Tutta la magia della sanatoria Ma il dato più interessante è certamente quello relativo alle richieste esaminate. Solo 3 prefetture sono state in grado di fornire i dati per tre delle undici province lombarde: Milano, Lecco e Pavia. Ma basta e avanza per vedere tutta la magia della sanatoria: stando alla lettera della relazione, a Milano e provincia i questurini avrebbero effettuato 77.004 (è la cifra che si ottiene moltiplicando il numero delle domande per il numero dei requisiti richiesti) verifiche nel giro dei 60 giorni che intercorrono fra la scadenza dei termini della sanatoria e la richiesta di Formigoni, e tutte si sarebbero concluse con l’appurata veridicità delle dichiarazioni documentali degli autodenunciati clandestini. Stesso andamento a Lecco, ma riprodotto su scala minore: 829 domande esaminate (cioè 3.316 verifiche), 829 domande approvate. A Pavia invece, sarà un’eccezione, scolano il moscerino: 570 domande sono state accettate, 483 sono “da approfondire” (testuale) e 1.162 ancora da esaminare. A Milano le domande ancora inesaminate sono quasi 43mila, e coincidono sostanzialmente con le cosiddette “prenotazioni”, cioè le domande non accompagnate da tutta la documentazione richiesta, che può essere prodotta in un secondo momento. Se saranno vagliate con lo stesso rigoroso criterio (dentro tutti) applicato alle prime 19.251, Milano e provincia si ritroveranno d’incanto una popolazione di residenti legali stranieri aumentata del 60 e passa per cento. Se tutte le questure regionali (la riottosa Pavia inclusa) daranno, come in un gigantesco “nascondino”, il “libero per tutti”, domani la Lombardia si troverà ad ospitare con tutti i crismi di legge, quasi 350 mila stranieri.

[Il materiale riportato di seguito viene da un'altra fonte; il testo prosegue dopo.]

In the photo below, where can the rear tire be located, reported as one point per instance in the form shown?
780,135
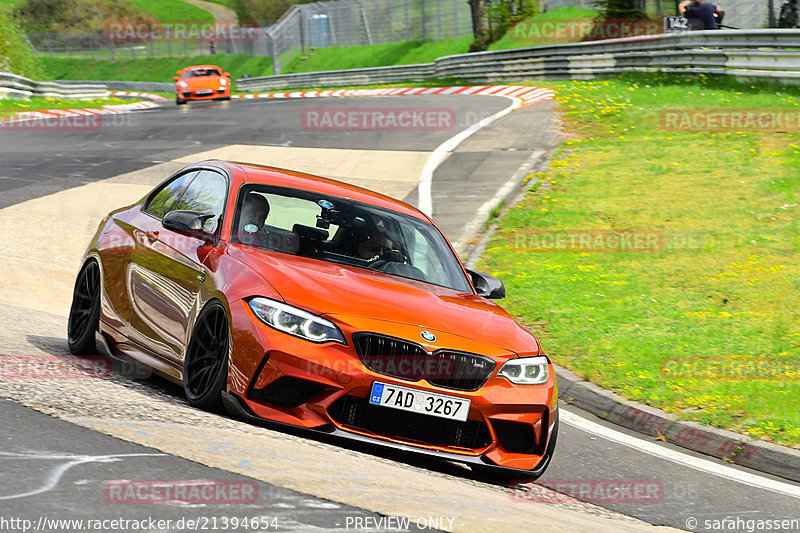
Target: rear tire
205,368
84,313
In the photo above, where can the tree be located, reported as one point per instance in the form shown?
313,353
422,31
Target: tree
480,25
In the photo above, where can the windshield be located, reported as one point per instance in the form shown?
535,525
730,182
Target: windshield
330,228
200,73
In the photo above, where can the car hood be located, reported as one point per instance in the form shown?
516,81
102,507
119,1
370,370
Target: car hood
338,290
206,82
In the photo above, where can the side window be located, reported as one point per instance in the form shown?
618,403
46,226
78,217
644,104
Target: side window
161,203
206,193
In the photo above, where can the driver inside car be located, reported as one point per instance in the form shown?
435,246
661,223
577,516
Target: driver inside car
252,220
374,244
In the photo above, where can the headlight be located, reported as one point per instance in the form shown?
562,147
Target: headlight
526,370
295,321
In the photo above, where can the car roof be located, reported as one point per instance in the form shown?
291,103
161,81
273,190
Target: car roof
300,180
203,67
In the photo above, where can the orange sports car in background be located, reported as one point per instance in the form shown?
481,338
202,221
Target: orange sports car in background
310,302
202,82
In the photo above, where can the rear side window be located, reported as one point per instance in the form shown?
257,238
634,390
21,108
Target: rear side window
206,193
162,201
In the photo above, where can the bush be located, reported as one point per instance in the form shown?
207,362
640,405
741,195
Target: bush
16,55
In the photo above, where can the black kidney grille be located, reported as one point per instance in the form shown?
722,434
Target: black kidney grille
406,360
358,413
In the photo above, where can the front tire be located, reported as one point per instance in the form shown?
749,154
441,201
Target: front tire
84,314
205,368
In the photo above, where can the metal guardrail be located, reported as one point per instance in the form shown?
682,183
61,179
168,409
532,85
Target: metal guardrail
127,85
362,76
750,54
15,86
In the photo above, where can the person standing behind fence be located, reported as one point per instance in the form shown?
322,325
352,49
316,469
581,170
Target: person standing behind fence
704,12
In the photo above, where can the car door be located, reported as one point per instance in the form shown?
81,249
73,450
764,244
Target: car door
165,274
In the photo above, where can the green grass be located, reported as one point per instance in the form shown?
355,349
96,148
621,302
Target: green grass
173,10
226,3
9,107
722,290
162,69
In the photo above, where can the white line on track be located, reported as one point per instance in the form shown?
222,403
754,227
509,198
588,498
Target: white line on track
425,202
703,465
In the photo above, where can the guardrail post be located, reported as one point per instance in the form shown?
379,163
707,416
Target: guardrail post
439,16
301,20
424,25
408,22
276,68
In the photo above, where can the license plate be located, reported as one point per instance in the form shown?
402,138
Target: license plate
417,401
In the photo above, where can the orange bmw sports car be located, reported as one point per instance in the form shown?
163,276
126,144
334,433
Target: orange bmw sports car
202,82
306,301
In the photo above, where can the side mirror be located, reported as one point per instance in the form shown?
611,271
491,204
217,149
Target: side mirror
487,286
188,222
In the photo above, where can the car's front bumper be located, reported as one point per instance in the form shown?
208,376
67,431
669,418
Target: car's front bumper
215,94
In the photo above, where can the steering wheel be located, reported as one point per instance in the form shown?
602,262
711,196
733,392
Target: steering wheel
389,256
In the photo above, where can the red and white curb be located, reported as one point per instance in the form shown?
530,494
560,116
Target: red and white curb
149,96
59,114
528,94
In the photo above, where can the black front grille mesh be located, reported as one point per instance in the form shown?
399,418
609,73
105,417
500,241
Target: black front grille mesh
406,360
411,427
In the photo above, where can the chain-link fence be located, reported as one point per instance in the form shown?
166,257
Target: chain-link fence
367,22
743,14
318,25
324,24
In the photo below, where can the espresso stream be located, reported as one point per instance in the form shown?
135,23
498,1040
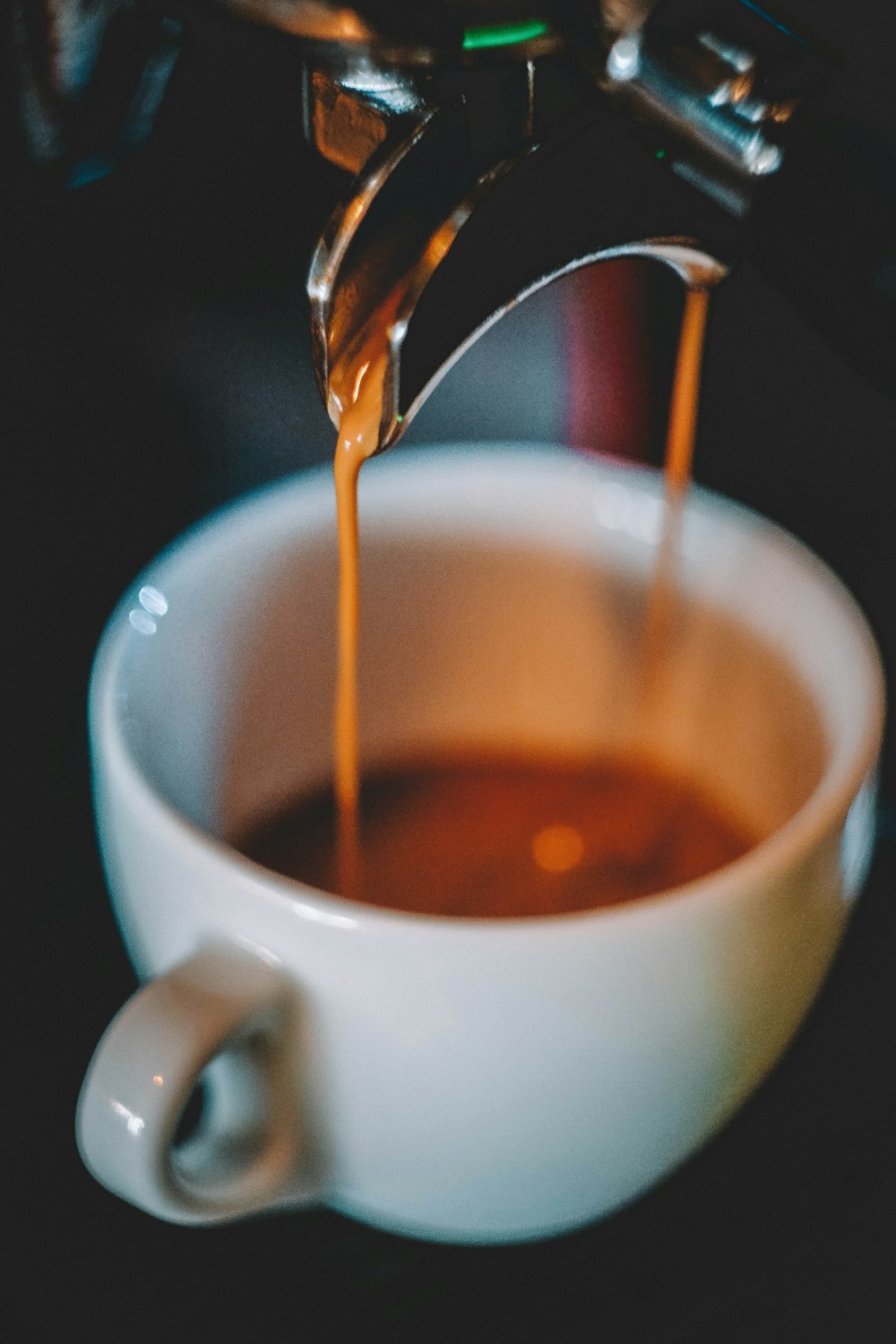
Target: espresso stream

E mentre nell’Italia tutta intera l’incidenza della popolazione straniera su quella italiana sarà del 2,7 per cento, in Lombardia arriverà a 3,8. Sempre meno della media dell’Unione Europea, che viaggia attorno al 5,5 per cento, e molto meno di Belgio, Austria e Germania, che stanno al 9-10 per cento. Ma molto di più di quanto il governo aveva giurato e spergiurato ancora nell’ottobre ‘98. Menando, come spesso fa, gli italiani per il naso.